Esta discussão é de facto confrangedora e também naome é indiferente. Como o blogue que edito - vistas na paisagem- não que cair na tentaçao de se debruçar sobre aspectos essecialmente politicos, alimento-mo do seu e de outros.
Aproveito para lhe deixar em primeira mao uma carta que vou enviar para a secçao do Publico sobre o "revolução, evoluçao e regressão". Isto se for publicada!
Um abraço e continuaçao de boas entradas!
joao Gomes (vistas na paisagem)
"Revoluçao, evoluçao e regressão"
Não deixa de ser caricato que enquanto boa parte da classe política, da direita à esquerda, se entretém a fazer psicanálise sobre o significado da palavra "evolução" na semana em que se comemora a revolução de Abril, os dois mais altos representantes deste país se entretenham a evidenciar que em matéria de qualidade dessa mesma classe política a expressão a utilizar não é outra que não "verdadeira e acelerada regressão".
No momento em que escrevo esta linhas, o Dr. Sampaio e o Dr. Durão Barroso, entretêm-se no palácio de Belém num agradável almoço com 30 jovens, supostamente representantes do melhor que o 25 de Abril produziu. Das largas centenas de milhares de cidadãos que nasceram na década de 70, e para as quais a fábula diz que foi feito o 25 de Abril, uma comissão de notáveis, todos nascidos antes de 1974, procurou os melhores dos melhores e seleccionou 30 estrelas em ascensão no firmamento deste país.
Qual natureza inclusiva do 25 De Abril e de um projecto de sociedade democrática e fraterna! Na altura da comemoração à classe política não ocorre nada melhor que, ao melhor estilo " ancien régime",almoçar com 30 juvenis criteriosamente seleccionados e bem comportados. Hoje com 30 juvenis, amanhã com 30 seniores no dia do idoso, com outros tantos no dia do deficiente, e assim por diante numa bonita iniciativa de dessacralização e aproximação do poder político da "sociedade civil".

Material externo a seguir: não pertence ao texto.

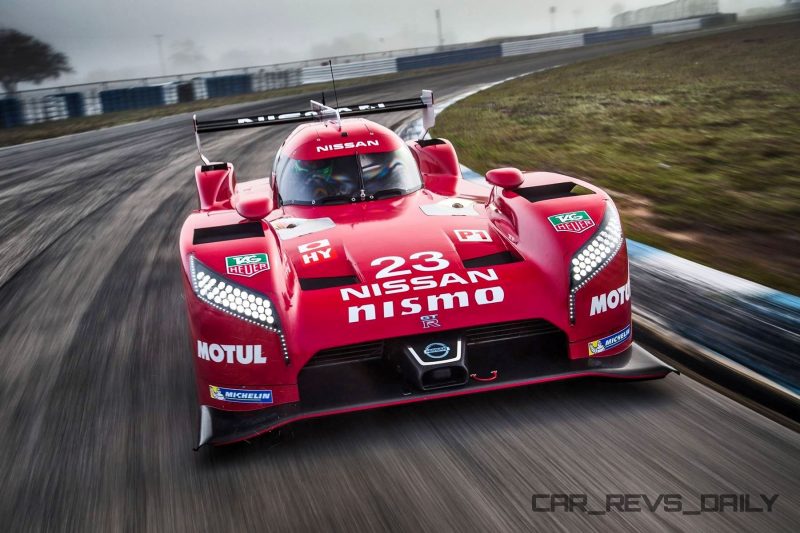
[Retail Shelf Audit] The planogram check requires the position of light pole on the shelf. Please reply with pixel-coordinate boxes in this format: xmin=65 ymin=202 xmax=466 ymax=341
xmin=153 ymin=33 xmax=167 ymax=76
xmin=436 ymin=9 xmax=444 ymax=48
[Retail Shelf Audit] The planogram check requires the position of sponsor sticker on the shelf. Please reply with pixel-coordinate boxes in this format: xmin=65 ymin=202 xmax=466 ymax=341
xmin=453 ymin=229 xmax=492 ymax=242
xmin=208 ymin=385 xmax=272 ymax=403
xmin=197 ymin=341 xmax=267 ymax=365
xmin=225 ymin=254 xmax=269 ymax=278
xmin=547 ymin=211 xmax=595 ymax=233
xmin=589 ymin=281 xmax=631 ymax=316
xmin=422 ymin=342 xmax=450 ymax=359
xmin=589 ymin=324 xmax=631 ymax=357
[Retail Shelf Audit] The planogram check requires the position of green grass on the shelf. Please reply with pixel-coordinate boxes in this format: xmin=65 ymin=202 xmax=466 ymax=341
xmin=435 ymin=22 xmax=800 ymax=294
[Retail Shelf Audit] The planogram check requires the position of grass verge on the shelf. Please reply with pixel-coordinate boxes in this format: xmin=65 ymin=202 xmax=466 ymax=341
xmin=436 ymin=22 xmax=800 ymax=294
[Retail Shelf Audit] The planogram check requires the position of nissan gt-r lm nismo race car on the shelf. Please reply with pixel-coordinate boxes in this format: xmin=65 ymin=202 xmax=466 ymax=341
xmin=180 ymin=91 xmax=671 ymax=446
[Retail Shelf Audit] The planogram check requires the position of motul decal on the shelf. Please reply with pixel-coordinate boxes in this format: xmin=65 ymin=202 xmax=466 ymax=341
xmin=197 ymin=341 xmax=267 ymax=365
xmin=225 ymin=254 xmax=269 ymax=278
xmin=453 ymin=229 xmax=492 ymax=242
xmin=589 ymin=281 xmax=631 ymax=316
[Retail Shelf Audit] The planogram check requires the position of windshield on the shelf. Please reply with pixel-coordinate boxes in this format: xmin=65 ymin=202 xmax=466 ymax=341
xmin=277 ymin=147 xmax=422 ymax=205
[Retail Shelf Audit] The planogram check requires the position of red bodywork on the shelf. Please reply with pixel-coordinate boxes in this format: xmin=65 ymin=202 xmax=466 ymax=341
xmin=180 ymin=100 xmax=670 ymax=445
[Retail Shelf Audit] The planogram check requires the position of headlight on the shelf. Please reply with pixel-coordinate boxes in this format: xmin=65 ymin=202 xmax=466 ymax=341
xmin=189 ymin=256 xmax=289 ymax=363
xmin=569 ymin=202 xmax=623 ymax=323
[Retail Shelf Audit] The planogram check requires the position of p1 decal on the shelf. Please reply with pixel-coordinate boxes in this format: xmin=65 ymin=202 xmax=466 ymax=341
xmin=547 ymin=211 xmax=594 ymax=233
xmin=297 ymin=239 xmax=336 ymax=265
xmin=197 ymin=341 xmax=267 ymax=365
xmin=225 ymin=254 xmax=269 ymax=278
xmin=589 ymin=325 xmax=631 ymax=357
xmin=453 ymin=229 xmax=492 ymax=242
xmin=208 ymin=385 xmax=272 ymax=403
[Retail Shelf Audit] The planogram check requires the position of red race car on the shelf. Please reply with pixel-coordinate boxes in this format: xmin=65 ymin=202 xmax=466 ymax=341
xmin=180 ymin=91 xmax=672 ymax=446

Atentem nos perfis dos 30 seleccionados e observem como a ideia "25 de Abril" é hoje definitivamente letra morta: um dramaturgo, designers, músicos e desportistas vários. Até uma maestrina e um econometrista de cor para que a mesa fique mais ao estilo. Não há lá um pedreiro, não há lá um agricultor, não há lá um serralheiro, não há lá.... . Muito menos estão lá representantes dos deserdados socialmente e que têm tanto ou mais direito de sentir o 25 de Abril como deles. Não há lá um toxico dependente, não há lá uma puta, não há lá um desempregado.
Eu até estou à vontade para falar porque, tendo 30 anos, não sendo de esquerda e fazendo parte do grupo de privilegiados que teve a oportunidade de ter educação e pode descontar, sem muita alegria é certo, 35% do seu rendimento em IRS, não me considero de forma alguma representado neste grupo de queques. Mil vezes uma bifana e uma sagres com um concidadão deserdado numa rouloute do campo grande!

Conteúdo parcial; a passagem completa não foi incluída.